The security issues involved in protecting clouds from outside threats are similar to those already facing large datacenters, except that responsibility is divided between the cloud user and the cloud operator. The cloud user is responsible for application-level security. The cloud provider is responsible for physical security, and likely for enforcing external firewall policies. Security for intermediate layers of the software stack is a shared between the user and the operator; the lower the level of abstraction exposed to the user, the more responsibility goes with it. Amazon EC2 users have more responsibility for their security than do Azure users, who in turn have more responsibilities than AppEngine customers. This user responsibility, in turn, can be outsourced to third parties who sell specialty security services. The homogeneity and standardized interfaces of platforms like EC2 makes it possible for a company to offer, say, configuration management or firewall rule analysis as value-added services. Outsourced IT is familiar in the enterprise world; there is nothing intrinsicaly infeasible about trusting third parties with essential corporate infrastructure.

While cloud computing may make external-facing security easier, it does pose the new problem of internal-facing security. Cloud providers need to guard against theft or denial of service attacks by users. Users need to be protected against one another.

The primary security mechanism in today's clouds is virtualization. This is a powerful defense, and protects against most attempts by users to attack one another or the underlying cloud infrastructure. However, not all resources are virtualized and not all virtualizion environments are bug-free. Virtualization software has been known to contain bugs that allow virtualized code to "break loose" to some extent. [1] Incorrect network virtualization may allow user code access to sensitive portions of the provider's infrastructure, or to the resources of other users. These challenges, though, are similar to those involved in mangaging large non-cloud datacenters, where different applications need to be protected from one another. Any large internet service will need to ensure that one buggy service doesn't take down the entire datacenter, or that a single security hole doesn't compromise everything else.

One last security concern is protecting the cloud user against the provider. The provider will by definition control the "bottom layer" of the software stack, which effectively circumvents most known security techniques. Absent radical changes in security technology, we expect that users will use contracts and courts, rather than clever security engineering, to guard against provider malfeasence. The one important exception is the risk of inadvertent data loss. It's hard to imagine Amazon spying on the contents of virtual machine memory; it's easy to imagine a hard disk being disposed of without being wiped, or a permissions bug making data visible improperly.

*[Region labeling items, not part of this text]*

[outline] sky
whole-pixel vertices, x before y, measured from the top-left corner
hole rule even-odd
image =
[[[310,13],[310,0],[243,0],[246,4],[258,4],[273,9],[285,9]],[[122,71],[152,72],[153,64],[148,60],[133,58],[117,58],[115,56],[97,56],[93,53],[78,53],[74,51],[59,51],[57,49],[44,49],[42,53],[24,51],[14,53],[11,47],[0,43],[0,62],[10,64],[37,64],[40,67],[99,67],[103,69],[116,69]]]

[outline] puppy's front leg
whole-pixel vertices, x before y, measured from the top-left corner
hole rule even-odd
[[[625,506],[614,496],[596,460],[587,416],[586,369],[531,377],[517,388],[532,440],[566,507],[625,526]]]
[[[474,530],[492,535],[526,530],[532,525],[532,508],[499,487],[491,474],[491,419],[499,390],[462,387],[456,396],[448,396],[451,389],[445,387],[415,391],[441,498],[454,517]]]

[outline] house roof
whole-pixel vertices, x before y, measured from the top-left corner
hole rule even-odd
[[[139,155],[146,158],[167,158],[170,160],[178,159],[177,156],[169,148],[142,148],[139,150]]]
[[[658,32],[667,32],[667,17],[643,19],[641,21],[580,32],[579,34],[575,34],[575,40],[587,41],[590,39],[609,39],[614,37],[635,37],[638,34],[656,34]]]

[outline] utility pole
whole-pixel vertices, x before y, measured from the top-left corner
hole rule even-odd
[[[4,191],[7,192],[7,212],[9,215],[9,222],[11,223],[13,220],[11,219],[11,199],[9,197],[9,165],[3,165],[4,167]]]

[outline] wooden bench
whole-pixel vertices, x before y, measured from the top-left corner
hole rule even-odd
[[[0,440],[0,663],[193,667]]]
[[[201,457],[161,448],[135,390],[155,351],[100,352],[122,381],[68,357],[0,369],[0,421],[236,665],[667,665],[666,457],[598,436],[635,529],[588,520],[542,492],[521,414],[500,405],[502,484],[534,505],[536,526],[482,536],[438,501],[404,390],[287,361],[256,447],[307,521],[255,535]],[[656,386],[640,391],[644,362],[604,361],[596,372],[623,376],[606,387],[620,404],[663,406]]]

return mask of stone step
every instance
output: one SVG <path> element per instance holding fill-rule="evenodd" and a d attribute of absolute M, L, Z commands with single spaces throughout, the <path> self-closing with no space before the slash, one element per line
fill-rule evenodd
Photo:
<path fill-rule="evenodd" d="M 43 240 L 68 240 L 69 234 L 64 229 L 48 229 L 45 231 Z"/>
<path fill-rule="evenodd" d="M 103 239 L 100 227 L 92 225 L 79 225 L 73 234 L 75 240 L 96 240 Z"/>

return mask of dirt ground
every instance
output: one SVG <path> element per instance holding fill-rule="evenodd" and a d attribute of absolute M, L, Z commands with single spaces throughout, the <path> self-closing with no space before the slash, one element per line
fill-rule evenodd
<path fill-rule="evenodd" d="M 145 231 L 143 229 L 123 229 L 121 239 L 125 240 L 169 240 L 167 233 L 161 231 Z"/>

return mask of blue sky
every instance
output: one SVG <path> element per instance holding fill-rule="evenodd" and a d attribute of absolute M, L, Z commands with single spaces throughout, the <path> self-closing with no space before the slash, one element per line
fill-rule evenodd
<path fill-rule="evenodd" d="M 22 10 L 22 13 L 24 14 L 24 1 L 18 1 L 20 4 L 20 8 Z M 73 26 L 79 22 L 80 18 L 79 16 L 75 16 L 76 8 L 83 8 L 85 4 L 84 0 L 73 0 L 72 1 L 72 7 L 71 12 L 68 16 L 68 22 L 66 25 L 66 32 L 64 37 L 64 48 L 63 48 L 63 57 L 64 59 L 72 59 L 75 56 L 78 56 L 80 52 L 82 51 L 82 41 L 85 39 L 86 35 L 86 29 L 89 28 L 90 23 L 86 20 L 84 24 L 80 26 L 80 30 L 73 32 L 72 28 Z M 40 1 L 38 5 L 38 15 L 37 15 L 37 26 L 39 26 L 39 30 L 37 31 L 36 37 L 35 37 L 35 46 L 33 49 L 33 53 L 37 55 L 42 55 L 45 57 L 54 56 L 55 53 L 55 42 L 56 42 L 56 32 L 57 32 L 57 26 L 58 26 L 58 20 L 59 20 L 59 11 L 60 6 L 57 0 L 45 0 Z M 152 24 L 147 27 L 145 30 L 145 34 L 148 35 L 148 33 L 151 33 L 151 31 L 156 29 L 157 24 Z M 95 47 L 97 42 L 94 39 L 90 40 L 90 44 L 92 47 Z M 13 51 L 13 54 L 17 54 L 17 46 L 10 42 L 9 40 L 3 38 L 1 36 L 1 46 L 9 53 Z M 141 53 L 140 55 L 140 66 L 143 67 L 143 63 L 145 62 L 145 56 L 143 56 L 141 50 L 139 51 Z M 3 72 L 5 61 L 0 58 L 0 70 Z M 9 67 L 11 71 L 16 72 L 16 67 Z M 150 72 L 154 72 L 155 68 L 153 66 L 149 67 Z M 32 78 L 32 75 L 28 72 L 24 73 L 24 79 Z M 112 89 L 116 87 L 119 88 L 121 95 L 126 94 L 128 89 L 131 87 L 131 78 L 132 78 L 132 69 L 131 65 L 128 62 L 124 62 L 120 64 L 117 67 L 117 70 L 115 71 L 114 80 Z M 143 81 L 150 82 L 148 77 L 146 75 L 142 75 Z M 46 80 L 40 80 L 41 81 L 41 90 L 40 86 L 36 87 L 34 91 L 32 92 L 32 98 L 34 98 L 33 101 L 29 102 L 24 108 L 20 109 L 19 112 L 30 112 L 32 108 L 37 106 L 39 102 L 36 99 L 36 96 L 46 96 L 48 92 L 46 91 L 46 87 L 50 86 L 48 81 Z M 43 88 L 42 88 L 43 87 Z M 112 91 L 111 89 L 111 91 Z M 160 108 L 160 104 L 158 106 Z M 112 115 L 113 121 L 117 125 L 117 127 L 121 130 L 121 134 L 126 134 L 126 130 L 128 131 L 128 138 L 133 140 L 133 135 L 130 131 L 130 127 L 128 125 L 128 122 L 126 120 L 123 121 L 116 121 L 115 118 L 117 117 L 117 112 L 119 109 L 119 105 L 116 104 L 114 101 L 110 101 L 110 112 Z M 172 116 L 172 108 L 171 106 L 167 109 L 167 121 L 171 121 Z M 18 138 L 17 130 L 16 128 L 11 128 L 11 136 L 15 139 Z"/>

There's an obvious defense, namely user-level encryption of storage. This is already common for high-value data outside the cloud, and both tools and expertise are readily available. The catch is that key management is still challenging: users would need to be careful that the keys are never stored on permanent storage or handled improperly. Providers could make this simpler by exposing APIs for things like curtained memory or security sensive storage that should never be paged out.

[1] Indeed, even correct VM environments can allow the virtualized software to "escape" in the presence of hardware errors. See Sudhakar Govindavajhala and Andrew W. Appel, Using Memory Errors to Attack a Virtual Machine. 2003 IEEE Symposium on Security and Privacy, pp. 154-165, May 2003.

Monday, April 20, 2009

Cloud computing, law enforcement and business continuity

In our Above The Clouds white paper, we identified various obstacles to the growth of Cloud Computing including data conﬁdentiality and auditability as well as business continuity in the event of an outage at the cloud vendor.

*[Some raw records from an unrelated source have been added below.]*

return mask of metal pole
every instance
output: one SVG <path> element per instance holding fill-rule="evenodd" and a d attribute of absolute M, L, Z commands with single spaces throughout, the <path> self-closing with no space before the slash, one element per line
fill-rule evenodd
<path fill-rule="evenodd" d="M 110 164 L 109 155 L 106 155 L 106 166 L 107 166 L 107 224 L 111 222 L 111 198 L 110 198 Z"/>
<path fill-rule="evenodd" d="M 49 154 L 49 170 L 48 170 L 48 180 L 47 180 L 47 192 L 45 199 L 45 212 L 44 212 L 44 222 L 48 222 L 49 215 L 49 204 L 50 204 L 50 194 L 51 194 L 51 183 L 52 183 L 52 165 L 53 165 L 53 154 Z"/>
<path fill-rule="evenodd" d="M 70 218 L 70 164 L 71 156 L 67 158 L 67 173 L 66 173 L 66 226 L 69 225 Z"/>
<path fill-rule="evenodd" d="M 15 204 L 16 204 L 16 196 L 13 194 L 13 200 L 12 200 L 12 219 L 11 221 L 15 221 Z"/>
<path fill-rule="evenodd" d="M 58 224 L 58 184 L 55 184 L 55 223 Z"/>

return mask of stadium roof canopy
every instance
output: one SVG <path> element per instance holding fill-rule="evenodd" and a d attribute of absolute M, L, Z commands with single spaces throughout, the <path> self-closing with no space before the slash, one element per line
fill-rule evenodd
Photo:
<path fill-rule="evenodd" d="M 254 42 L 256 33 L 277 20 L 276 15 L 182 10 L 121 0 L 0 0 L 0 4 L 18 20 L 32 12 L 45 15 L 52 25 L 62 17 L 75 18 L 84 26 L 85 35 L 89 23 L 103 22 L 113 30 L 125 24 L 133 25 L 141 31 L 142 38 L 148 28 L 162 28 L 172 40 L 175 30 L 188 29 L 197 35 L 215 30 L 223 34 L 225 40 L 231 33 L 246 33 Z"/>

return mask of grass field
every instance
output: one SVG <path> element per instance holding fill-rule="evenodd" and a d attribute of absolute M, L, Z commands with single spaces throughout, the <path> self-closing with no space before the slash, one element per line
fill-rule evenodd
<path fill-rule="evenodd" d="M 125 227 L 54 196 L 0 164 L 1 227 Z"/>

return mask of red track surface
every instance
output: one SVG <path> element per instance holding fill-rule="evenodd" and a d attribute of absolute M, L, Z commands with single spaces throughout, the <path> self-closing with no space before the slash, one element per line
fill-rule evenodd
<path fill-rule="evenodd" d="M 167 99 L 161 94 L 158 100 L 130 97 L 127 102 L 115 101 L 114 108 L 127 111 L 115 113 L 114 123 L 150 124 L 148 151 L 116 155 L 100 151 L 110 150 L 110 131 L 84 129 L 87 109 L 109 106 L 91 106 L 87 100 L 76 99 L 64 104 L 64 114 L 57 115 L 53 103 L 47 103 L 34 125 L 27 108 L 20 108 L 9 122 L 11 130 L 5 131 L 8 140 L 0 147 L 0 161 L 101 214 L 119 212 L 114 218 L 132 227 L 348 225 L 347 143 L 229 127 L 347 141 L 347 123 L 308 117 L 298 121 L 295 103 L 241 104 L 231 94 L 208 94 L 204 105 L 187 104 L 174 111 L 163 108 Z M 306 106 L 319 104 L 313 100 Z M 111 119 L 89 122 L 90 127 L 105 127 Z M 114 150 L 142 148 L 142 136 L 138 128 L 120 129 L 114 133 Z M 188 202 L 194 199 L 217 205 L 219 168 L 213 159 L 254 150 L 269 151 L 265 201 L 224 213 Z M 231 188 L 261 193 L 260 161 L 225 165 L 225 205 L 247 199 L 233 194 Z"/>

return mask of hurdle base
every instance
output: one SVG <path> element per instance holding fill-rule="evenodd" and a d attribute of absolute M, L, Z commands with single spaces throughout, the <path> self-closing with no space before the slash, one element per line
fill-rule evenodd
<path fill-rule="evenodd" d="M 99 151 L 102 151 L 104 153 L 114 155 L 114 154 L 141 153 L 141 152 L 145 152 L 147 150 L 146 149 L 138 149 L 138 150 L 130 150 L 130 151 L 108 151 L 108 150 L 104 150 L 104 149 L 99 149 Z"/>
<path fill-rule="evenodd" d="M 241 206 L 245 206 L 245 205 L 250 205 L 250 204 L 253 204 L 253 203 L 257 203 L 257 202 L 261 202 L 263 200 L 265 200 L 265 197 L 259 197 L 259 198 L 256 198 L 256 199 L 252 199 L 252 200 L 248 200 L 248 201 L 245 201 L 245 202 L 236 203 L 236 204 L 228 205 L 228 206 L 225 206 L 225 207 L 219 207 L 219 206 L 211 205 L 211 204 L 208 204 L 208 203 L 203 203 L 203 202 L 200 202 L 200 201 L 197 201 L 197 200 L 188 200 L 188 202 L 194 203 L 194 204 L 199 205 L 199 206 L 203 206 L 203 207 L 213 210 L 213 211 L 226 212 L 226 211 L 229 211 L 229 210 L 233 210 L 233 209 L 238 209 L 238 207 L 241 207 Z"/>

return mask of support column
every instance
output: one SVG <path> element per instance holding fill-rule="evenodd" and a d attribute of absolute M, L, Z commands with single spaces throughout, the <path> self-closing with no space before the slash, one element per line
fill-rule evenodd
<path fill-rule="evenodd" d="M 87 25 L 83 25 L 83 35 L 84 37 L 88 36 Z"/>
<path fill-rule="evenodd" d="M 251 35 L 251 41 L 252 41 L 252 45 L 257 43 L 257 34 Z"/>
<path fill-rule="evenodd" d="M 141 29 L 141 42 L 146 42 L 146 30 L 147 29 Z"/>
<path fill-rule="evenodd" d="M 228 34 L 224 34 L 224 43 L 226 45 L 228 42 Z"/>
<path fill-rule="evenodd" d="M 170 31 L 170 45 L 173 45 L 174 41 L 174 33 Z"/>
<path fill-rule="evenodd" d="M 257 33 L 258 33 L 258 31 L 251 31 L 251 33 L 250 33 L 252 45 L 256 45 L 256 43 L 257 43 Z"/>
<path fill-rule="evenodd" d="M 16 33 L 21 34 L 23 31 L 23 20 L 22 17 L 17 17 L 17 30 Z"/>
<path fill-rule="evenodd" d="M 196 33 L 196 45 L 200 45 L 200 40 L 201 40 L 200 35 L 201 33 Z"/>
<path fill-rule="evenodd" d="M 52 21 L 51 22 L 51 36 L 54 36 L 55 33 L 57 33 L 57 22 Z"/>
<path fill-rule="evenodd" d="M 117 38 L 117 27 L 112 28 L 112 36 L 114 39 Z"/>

Recently, a colocation facility owned by Core IP Networks LLC was raided by the FBI and the entire datacenter was shut down. "Millions of dollars' worth" of computers, many owned by other companies colocated in the datacenter that had no connection to the companies being investigated by the FBI, were confiscated and those sites went offline. Some of the companies subsequently went out of business. Spreading one's cloud application over multiple physical datacenters may protect against natural disasters, but if those datacenters are all operated by a single provider or in a single jurisdiction, customers might still be exposed to other business continuity disruptions such as this one.

Core IP Networks' CEO, Matthew Simpson, posted a letter to inform customers of the situation as well as to voice concern over the unfairness of the FBI's operation to many of the innocent "bystander" customers who suffered service outages as a result. His letter concludes: "If you run a datacenter, please be aware that in our great country, the FBI can come into your place of business at any time and take whatever they want, with no reason." Indeed, noted technologist and technology blogger James Urquhart wonders whether the U.S. legal system will be a hindrance to cloud computing adoption.

The problem is hardly unique to the United States. The massive government-initiated shutdowns of Swedish ISP's used by the Pirate Bay, a group being investigated for trafficking in copyrighted digital media, similarly resulted in unexpected downtime for many companies unrelated to the Pirate Bay but who had the misfortune to be housed in the same facility.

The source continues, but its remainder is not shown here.